Page MenuHomeVyOS Platform

Add helper functions to query changes between session and effective configs
Closed, ResolvedPublicFEATURE REQUEST

Description

In addition to a general function get_config_dict_diff, the following (at least) will be provided:
is_added(..., path)
is_deleted(..., path)
is_value_changed(..., path)
get_value_changed(..., path)

The naming conventions, return values, etc., are subject to critique/revision.

Details

Difficulty level
Hard (possibly days)
Version
vyos-1.3
Why the issue appeared?
Will be filled on close
Is it a breaking change?
Perfectly compatible
Issue type
Internal change (not visible to end users)

Event Timeline

jestabro changed the task status from Open to In progress.Jul 6 2020, 2:49 PM
jestabro triaged this task as Normal priority.
jestabro created this task.
jestabro created this object in space S1 VyOS Public.

What about providing a is_changed, that returns False, added, deleted or changed with the new value provided in the result? Added/deleted/changed can be of a enum type or something like that

Also, as everything set in python will render True, couldn't is_value_changed return the old and new value instead of just true/false? This will make get_value_changed redundant

I am entirely open to suggestions here; the underlying functions support any such forms. Note however, that we want to distinguish between new/deleted paths and changed values --- one could treat these all as a difference in path, but it will be more convenient for use if we make the distinction ...

Regarding is_value_changed, I was thinking the other way around: get_value_changed returns None if no change, so is_value_changed would be redundant --- put good point: one may/will want both old and new values

Good point, get_value_changed is a better name for this. As you want to distinguish between a returned value of False and a "Not Changed" using a two tuple (namedTuple?) returned with new and old value makes it easy to "see" the difference

Yes, I definitely prefer a return type of tuple ...

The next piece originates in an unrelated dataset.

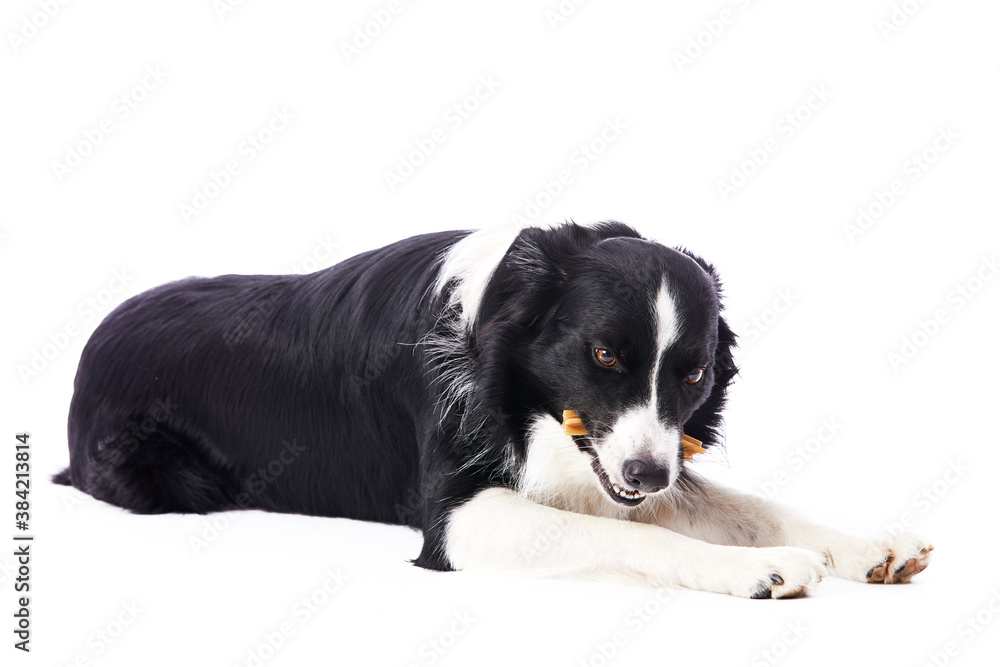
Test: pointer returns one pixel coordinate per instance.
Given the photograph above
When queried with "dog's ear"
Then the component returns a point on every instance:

About is_changed, i see the need to have a function that tells if there are any changes in the path tree under the given path.. specified.

Yes, I'm expanding all paths under the specified path

@runar in fact, that's all one wants in current use case: has the list of elements, directly _under_ the specified node, changed? For example, (1) change of values (2) added or removed tag node entries.

So, as far as useful helper functions, one certainly wants:
get_child_nodes_changed(... path)
get_value_changed(... path)

Regarding the API proposed, most of these functions are also syntactic sugar for the same operations. Looking at the use cases, there is two: getting information about a leaf value, or getting information about tagNode changes.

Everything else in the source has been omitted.